After laying on the couch for about a week, I had begun hating the thought of lying on the couch alone. Not wanting anyone to touch me and catch my crusty germs, but desperately missing their cuddles. Knowing I needed to go to bed early at night to heal, but hating missing bedtime stories and a chance to hang out with my husband at night. Enjoying the break from doing the dishes and laundry, but feeling guilty that my superhero husband was getting stuck with all the dirty jobs. I missed my family. I missed my life.

I guess I have been struggling with a case of inferiority lately. Being a stay-at-home mom is certainly rewarding, but I will be the first to tell you that there is much more work to do in the early years than there is when children grow into the preschool years and beyond. I have fiercely independent children to boot, so not only do they not need me as much anymore, but sometimes they don’t even really want me. Lately, (and as evidenced by my last downer of a blog) I have been incredibly bored. A little empty, even. I missed the feeling of accomplishment I got from a day’s work, and I wasn’t feeling like I was accomplishing a whole lot here.

Leave it to a sinus infection to make me realize how na├»ve that feeling really was. Lying on the couch completely helpless made me think of all the things I couldn’t wait to get up and do again. Things like driving my baby girl to and from school and talking to her about her day, and her new friends, and how exciting it was when that one kid from her school stuck a button up his nose. Fixing her hair for ballet practice and watching her through the window without her knowing, beaming at her as she does her toe taps that I see her practicing privately in her room sometimes. Playing video games and computer games with my little man, in awe that he already knows how to manipulate technology so much better than I do. Going down slides with him at the park and watching him learn how to ride his tricycle in the middle of the afternoon on a Tuesday. Giving high fives and “knuckles” when he does a good job on the potty, even if that means going into the customer service restroom at the grocery store three times in a single trip. Making my husband supper and sitting down all together at the table to eat…something that we definitely did not get to do often enough at the last duty station. Making homebrew with him at night and growing into a new hobby together. Checking on our babies together every night and kissing them one last time as they sleep.

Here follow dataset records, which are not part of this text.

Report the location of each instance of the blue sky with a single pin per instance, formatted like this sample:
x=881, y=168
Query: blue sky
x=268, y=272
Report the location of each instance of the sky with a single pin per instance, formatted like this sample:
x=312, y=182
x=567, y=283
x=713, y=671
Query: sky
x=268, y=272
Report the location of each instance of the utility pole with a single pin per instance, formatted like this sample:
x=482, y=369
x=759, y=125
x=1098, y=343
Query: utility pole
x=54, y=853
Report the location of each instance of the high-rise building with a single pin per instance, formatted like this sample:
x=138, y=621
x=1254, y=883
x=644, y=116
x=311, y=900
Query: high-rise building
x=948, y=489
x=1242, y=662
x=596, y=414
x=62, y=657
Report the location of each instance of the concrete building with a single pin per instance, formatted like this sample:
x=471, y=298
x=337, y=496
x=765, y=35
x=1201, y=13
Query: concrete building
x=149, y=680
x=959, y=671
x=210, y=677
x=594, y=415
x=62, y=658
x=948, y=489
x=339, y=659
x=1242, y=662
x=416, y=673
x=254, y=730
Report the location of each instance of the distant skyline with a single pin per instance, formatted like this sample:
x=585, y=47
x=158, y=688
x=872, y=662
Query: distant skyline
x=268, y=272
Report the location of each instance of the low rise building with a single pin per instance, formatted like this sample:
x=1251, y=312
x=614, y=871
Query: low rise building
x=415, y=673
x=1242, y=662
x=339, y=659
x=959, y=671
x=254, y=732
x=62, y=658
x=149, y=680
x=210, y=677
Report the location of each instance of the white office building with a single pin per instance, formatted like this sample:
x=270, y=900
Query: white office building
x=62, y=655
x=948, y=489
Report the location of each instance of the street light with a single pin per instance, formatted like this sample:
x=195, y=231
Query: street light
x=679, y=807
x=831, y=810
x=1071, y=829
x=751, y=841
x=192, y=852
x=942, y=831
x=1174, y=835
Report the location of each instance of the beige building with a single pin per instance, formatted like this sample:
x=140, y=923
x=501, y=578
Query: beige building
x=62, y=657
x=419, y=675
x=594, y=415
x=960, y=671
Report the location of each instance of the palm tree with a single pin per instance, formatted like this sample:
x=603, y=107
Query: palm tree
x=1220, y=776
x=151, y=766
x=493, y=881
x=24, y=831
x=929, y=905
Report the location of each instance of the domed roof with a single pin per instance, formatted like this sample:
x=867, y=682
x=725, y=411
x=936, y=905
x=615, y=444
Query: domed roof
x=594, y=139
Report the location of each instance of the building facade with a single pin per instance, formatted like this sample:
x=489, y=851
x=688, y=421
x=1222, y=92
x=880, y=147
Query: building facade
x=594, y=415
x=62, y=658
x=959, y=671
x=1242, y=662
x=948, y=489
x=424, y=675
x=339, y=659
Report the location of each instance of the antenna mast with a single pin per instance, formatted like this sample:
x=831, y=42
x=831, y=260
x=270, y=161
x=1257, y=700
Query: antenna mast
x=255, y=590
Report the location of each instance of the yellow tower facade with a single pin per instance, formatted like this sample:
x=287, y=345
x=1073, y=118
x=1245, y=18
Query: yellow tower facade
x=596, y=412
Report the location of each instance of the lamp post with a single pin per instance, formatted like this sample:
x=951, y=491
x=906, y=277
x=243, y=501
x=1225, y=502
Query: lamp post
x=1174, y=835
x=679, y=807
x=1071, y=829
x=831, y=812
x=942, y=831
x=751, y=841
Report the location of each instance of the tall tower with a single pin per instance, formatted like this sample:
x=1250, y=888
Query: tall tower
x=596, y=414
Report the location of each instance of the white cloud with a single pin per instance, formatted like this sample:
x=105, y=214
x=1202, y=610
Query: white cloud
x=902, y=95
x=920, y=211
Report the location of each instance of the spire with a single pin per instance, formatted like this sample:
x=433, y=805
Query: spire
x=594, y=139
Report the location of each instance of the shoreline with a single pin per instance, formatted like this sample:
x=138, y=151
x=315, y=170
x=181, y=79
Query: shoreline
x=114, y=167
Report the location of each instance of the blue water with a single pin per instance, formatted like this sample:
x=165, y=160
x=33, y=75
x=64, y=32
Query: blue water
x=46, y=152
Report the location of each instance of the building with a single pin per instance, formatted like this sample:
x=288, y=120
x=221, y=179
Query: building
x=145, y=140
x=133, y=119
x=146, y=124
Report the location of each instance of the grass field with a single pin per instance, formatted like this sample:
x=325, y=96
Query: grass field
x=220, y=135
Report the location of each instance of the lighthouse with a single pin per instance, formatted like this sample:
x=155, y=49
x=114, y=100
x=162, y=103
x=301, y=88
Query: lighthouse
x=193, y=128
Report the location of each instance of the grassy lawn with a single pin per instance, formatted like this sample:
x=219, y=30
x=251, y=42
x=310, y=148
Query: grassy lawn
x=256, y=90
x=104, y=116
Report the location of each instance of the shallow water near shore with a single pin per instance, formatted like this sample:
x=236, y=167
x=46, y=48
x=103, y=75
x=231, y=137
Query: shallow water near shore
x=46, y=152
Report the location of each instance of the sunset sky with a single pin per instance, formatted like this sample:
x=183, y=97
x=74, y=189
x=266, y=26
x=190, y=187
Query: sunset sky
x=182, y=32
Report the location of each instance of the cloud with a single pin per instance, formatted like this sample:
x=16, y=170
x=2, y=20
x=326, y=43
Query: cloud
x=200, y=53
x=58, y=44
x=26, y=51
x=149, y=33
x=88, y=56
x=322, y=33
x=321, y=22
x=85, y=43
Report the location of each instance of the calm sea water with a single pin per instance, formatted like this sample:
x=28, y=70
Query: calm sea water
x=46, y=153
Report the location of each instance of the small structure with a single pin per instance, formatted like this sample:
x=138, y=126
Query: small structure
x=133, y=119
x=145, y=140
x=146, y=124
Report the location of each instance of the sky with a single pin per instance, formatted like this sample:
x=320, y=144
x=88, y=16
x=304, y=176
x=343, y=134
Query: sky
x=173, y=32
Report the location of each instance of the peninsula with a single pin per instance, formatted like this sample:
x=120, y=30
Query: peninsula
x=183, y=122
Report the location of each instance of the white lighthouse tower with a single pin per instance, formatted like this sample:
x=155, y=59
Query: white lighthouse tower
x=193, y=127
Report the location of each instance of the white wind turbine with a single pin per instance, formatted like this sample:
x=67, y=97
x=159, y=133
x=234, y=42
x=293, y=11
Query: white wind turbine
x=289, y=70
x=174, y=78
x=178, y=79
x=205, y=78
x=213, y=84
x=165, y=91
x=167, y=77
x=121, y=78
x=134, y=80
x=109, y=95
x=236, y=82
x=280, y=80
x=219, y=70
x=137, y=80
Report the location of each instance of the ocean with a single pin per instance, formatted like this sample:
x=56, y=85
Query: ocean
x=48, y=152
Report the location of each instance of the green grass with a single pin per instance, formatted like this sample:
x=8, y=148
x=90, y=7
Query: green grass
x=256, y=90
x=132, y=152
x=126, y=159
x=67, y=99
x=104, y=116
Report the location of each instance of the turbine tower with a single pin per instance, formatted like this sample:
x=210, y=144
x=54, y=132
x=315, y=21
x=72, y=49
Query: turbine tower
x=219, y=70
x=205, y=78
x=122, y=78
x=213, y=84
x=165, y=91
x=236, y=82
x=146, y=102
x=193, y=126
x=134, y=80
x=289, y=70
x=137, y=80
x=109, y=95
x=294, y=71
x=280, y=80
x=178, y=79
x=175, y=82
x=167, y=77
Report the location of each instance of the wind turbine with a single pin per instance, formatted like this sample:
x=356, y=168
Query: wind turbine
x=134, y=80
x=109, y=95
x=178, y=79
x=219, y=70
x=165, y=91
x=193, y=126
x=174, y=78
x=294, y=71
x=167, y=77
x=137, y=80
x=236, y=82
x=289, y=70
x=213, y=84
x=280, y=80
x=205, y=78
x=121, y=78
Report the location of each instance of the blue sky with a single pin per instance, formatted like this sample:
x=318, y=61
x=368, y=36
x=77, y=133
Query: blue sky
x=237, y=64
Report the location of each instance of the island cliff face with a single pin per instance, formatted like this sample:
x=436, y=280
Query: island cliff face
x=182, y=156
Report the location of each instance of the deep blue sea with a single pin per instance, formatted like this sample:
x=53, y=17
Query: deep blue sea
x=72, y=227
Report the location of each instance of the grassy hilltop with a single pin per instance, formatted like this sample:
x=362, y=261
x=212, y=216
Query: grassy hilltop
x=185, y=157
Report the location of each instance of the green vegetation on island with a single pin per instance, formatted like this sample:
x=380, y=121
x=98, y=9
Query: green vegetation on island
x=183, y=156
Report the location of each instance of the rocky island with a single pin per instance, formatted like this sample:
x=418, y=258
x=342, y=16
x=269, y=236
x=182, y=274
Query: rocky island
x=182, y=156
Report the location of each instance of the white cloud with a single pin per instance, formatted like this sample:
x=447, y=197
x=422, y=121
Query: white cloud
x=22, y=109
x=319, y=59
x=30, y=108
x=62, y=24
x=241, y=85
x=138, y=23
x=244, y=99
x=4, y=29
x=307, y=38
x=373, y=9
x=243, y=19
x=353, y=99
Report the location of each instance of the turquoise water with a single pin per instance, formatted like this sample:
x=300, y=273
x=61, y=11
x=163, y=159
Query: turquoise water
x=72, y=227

I’ve got a lot going on for myself here. A beautiful, happy life and a big job that needs to get done. The most important job…the one where you grow a family.

I am happy to report that though I am not operating at 100%, it is currently safe for me to drive a car. So I can pick up my baby girl from school today and hear about how so-and-so ate a bug at recess. And I have been asked by little man to play a game of Sorry after lunch, which I happily agreed to do. I think I will even initiate a random tickle fight at some point today. Because those are the things that my job entails. Because those are the things worth living for.